WOOOooooOOOOOoo! Gather round, children, while I tell you a tale to give you the shivers!
Okay, so I’m being cheesy. But growing up ghost stories were always a must, especially at summer camp and sleepovers. Can’t tell you how many times I stayed up all night terrified to go to sleep after some ghostly tales! This is also why I don’t like scary movies, haunted houses, ghost stories in the dark, seances, static radio stations, and haunted TV shows*.
*Okay, I do like these shows but only in moderation and only during the day when there are other people in the house.
I wanted to share some spooky stories with you this month and what better tales to tell than ones that are true?! Mwahahaha!
You may argue that the South isn’t the most haunted area in the country and you may be right. But I live in the South and I’m gonna say our tortured spirits are better than yours. (kidding, kidding) Between the few ghost story books I’ve read and all the haunted history/places shows I’ve watched, one thing that I’ve drawn is that a lot of our ghosts down here have extremely violent stories. Which, to me, is much more scary than a lonely widow who died of a broken heart while her husband was out to sea. I’m just saying…
There are many stories within this book, but I chose two from it because I’ve been to/lived in these particular places before.
The Brown Family
This particular story took place in West Alabama, which is where I currently live (sort of). It was a sweltering Alabama day, the humidity so thick you could cut it with a knife. Johnathan Brown was returning home from working his fields, eager to see his wife Sarah and his three children. In the distance it looked as if a storm was brewing, so he hurried along. As he neared the house, he saw that the wooden fence was demolished. The yard was torn up, grass and shrubs uprooted. The windows of the house were dark. As Johnathan stood under an old oak tree, its bark stripped, he felt a few drops hit him. Rushing inside, he found the house silent and dark.
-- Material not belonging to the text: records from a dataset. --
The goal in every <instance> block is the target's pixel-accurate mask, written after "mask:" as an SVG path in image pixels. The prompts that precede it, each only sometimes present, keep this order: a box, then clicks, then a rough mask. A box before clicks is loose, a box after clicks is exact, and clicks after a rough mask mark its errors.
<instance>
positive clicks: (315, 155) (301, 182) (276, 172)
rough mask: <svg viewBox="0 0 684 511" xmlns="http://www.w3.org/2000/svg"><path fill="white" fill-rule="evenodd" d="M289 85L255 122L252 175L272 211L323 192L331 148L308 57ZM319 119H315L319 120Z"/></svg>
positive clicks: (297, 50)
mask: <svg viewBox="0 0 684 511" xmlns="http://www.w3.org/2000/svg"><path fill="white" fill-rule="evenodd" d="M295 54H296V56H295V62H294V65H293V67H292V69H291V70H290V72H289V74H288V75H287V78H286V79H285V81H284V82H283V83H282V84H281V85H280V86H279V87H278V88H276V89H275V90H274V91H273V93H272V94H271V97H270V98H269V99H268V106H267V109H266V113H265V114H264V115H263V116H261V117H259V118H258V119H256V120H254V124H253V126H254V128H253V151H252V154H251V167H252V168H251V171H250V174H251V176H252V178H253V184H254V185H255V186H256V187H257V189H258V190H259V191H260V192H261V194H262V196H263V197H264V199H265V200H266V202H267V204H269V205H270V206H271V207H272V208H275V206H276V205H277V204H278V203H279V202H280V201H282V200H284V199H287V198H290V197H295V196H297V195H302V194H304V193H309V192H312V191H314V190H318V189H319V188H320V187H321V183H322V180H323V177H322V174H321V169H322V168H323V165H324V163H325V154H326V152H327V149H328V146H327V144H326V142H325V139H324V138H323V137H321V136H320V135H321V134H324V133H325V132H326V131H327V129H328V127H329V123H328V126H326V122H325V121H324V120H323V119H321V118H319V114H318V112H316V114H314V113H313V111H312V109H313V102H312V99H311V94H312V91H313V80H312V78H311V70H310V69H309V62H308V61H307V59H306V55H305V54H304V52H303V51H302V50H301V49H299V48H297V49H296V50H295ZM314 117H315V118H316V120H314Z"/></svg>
He lit a candle and saw that something had passed through the house, leaving a trail of broken furniture. He followed the path up the stairs, but did not see his family. Jonathan ran outside, calling for his family, but there was no response. He dropped to his knees under the oak tree and it started raining harder; fat, dark drops hit the back of his neck. Wiping it away, he noticed that the drops were not rain, but blood. Looking up, he saw what he had feared most.
If you take a trip to Jackson, Alabama on a late summer day when the wind is high, and the winding country roads lead you to a secluded farmhouse set back from the road, you’ll see a lone oak tree sitting in the house’s overgrown yard. And if you wait until late at night, a lone figure will appear making its way towards the house. It will return moments later and drop to the ground in front of the oak, silently screaming. And if the moon is just right you’ll be able to see just why Jonathan Brown is screaming – hanging at the very top of the oak tree, the four bodies of his family can be seen “dripping their lives onto the ground.”
The Tannehill Ghost
Growing up we went to Tannehill state park quite a good bit. Despite this spooky story, it’s actually quite lovely and definitely an Alabama attraction you should check out! At the park lie the ruins of the Tannehill Ironworks in a secluded area that can only be reached by footpath. Tannehill, which began in 1859 and would become key to the Confederate war manufacturing industry, was run like a plantation with as many as six hundred slaves, including brothers Jebediah and Ezekiel Washington. Jeb and Zeke, as they were called, were hard working. They had grown up at Tannehill and knew no other life. But they had plans: after the war they planned to buy their way to freedom. The brothers bided their time, believing that as long as they were together, they were doing alright. One night in March, the brothers were in the woods, unaware that the Union Calvary was pushing through the woods on a campaign to destroy war industry sites in Alabama. Jeb and Zeke heard shots ringing in the distance, followed by cries of men. They smelled smoke from the burning of the Ironworks. Distracted, they did not see that tree they had been cutting was about to fall. The tree landed on Zeke, trapping his leg. Zeke urged Jeb to run, to escape to freedom, but Jeb refused to leave his brother. He went to find a saw but came face to face with a Union soldier. Before he could react, the solider shot him dead. The soldier pushed on, searching for anyone who had escaped the destruction, but didn’t see Zeke trapped under the tree. Zeke eventually died due to exposure and blood loss.
Jeb still remains at the ruins of the Tannehill Ironworks. Unable to leave his brother Zeke, on certain afternoons and evenings when the air is still, you might sense his presence around you, brushing against your cheek, as he searches for his brother and the freedom they dreamed of together.
I declare this meeting of the Midnight Society closed. 🙂
Also, I do encourage you to pick up a copy of this book… I haven’t read all the stories in it, but the ones I have read are definitely shiver-inducing!